Isso não está só presente em 300, a grande maioria das produções de guerra é mais ou menos nessa toada, a união dos mais forte para superar alguma coisa. Ou no caso do First Blood, Rambo no Brasil, que no primeiro filme ainda fala um pouco dos traumas dos veteranos, e já no segundo filme e no terceiro tem o Stallone, sem camisa, dizimando malditos comunistas! Sejam vietcongs, sejam soviéticos. Ou seja, quando os filmes de guerra não estão falando um ode a masculinidade, a violência e o fascismo, estão fazendo pura propaganda estadunidense, ou os dois ao mesmo tempo. É um gênero muito contaminado, apesar de gostar do gênero de filmes de guerra do Vietnã. 
Vai, alguns são bons.

"AAHHG O QUE É UM KILOMETROO???!!!"

Dado todo esse contexto do que produções de guerra. O que acontece em Vinland Saga? Como já mencionei toda essa 'macheza' que a guerra nos proporciona fica a encargo da comédia, sendo o Thorkell responsável pelo alívio cômico da obra. Ao invés de buscar força nos melhores, um verdadeiro guerreiro deve olhar para dentro e não se deixar seduzir por uma cultura tão porca de controle por meio da violência, afinal, ninguém tem inimigos, não há ninguém no mundo que mereça ser machucado. O campo de batalha te leva aos piores sentimentos, porque você age completamente sem consciência dos próprios atos, embrigado por sensações fúteis como o prazer, a honra, a ganância e no caso do Thorfin, a vingança. A vingança leva o Thorfin a perder praticamente 10 anos de sua vida, ele não tinha outra coisa em mente se não a duelar, em nome de sua honra, com Askeladd, alguém claramente muito superior em qualquer aspecto. Eu diria até que Askeladd acabou virando uma figura paterna na vida do Thorfin, justificável, o cara é foda mesmo.

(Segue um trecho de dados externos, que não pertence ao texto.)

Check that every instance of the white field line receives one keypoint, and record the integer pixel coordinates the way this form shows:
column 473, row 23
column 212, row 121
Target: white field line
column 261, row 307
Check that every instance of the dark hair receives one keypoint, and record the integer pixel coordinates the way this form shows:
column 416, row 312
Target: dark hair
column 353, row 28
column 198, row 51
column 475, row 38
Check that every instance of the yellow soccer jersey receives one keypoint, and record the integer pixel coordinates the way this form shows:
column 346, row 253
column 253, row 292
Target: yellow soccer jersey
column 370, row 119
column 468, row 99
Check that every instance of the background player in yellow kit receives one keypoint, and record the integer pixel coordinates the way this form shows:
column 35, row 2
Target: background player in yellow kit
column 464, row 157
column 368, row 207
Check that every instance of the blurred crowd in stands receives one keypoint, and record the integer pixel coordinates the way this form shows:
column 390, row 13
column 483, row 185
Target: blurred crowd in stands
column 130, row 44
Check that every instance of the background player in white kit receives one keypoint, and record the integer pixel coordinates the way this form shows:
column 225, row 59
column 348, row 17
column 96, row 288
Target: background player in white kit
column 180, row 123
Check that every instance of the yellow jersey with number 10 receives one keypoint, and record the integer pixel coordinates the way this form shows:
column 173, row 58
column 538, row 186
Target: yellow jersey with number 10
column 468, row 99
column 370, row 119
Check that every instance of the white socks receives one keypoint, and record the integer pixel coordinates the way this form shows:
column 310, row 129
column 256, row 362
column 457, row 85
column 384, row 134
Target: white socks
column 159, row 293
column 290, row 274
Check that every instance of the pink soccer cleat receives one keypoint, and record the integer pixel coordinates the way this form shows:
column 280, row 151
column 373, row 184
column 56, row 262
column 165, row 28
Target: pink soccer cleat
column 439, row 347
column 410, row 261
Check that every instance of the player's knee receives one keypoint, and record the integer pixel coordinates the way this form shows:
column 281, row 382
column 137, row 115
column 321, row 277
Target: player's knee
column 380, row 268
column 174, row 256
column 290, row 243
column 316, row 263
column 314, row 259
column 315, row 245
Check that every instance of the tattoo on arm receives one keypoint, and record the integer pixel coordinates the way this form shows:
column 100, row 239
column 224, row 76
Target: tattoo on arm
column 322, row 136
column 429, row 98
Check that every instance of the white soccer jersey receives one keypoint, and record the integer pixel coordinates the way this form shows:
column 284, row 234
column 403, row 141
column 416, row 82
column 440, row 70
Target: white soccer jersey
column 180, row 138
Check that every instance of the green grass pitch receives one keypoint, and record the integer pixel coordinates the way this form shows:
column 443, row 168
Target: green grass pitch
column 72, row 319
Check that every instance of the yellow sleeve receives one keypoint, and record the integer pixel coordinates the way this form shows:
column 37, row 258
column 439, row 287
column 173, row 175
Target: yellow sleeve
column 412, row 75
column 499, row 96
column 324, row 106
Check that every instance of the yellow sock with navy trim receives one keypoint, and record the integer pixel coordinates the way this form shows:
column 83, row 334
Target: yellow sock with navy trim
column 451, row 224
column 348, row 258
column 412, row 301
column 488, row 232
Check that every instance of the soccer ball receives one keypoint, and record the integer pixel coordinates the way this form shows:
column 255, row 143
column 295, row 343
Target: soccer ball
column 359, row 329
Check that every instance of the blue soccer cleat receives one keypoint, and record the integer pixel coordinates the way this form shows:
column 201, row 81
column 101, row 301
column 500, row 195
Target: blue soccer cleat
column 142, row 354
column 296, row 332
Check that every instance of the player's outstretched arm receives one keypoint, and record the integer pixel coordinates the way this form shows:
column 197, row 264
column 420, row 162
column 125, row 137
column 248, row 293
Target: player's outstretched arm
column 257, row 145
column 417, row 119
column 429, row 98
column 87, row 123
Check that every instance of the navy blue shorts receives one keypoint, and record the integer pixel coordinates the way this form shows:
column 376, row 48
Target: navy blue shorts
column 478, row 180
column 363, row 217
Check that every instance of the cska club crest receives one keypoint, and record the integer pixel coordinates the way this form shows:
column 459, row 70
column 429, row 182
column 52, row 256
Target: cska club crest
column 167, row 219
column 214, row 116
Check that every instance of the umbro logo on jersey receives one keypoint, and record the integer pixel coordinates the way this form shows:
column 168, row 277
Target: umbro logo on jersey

A postagem não é sobre isso, seguindo.

Talvez a guerra lhe traga uma eterna frustação, especialmente no contexto da cultura nórdica onde há uma clara contradição, quanto mais batalhas você ganha, mais longe está de chegar no paraíso. Morrer em batalha não é algo "ruim", mesmo que quanto mais batalhas se vença, melhor guerreiro você é, ao mesmo tempo que a cada batalha vencida, foi uma oportunidade perdida de morrer e entrar no Valhalla. Então o guerreiro bem sucedido é alguém frustrado que talvez seja rezando para perder uma batalha ou pelo menos se divertir no que está fazendo, que é exatamente a ideia do Thorkell.

Em um mundo tão sanguinário, aquele que consegue respeito sem sujar a sua espada de sangue é o mais forte dos guerreiros, estou falando de Thors, pai de Thorfin, uma figura messiânica que paira sobre toda primeira temporada. Vou voltar para os quadros comparativos 

Thors vs John Rambo

First Blood, o primeiro filme do Rambo, quando os produtores respeitaram minimamente o livro que serve de adaptação, assim como em outros filmes de guerra, fala dos traumas causados pela guerra do Vietnã, como a guerra traumatiza seus "nobres" combatentes. Rambo é um ex-boina verde que sofre estresse pós traumático depois da polícia ser os porcos que são e o torturar na cadeia, um homem traumatizado pela guerra, uma guerra sem sentido diga-se de passagem. Já Thors, o troll de Jom, pelas informações que termos na primeira temporada, é um excelentíssimo guerreiro, o maior de todos dos jomsvikings que tem uma espécie de realização filosófica de quais valores precisam ser cobrados de um verdadeiro guerreiro, ou seja, de quão mal ele pode fazer aos outros, não de como os outros o traumatizaram, mas sim de todo sofrimento que as suas ações causam nas pessoas, em um geral. No lugar de só discutir os efeitos da guerra, Vinland Saga dá um passo a atrás e questiona a sua ontologia, por que a guerra? O que é a guerra? O que é ser um guerreiro? A conclusão que termos é que a guerra é uma estupidez, nela não havendo nenhuma glória. Tanto narrativamente em tela, tanto em sua mensagem a guerra não é um processo de sofrimento que os grandes homens passam, mas sim uma burrice, um derreamento de sangue que nunca leva a lugar nenhum.    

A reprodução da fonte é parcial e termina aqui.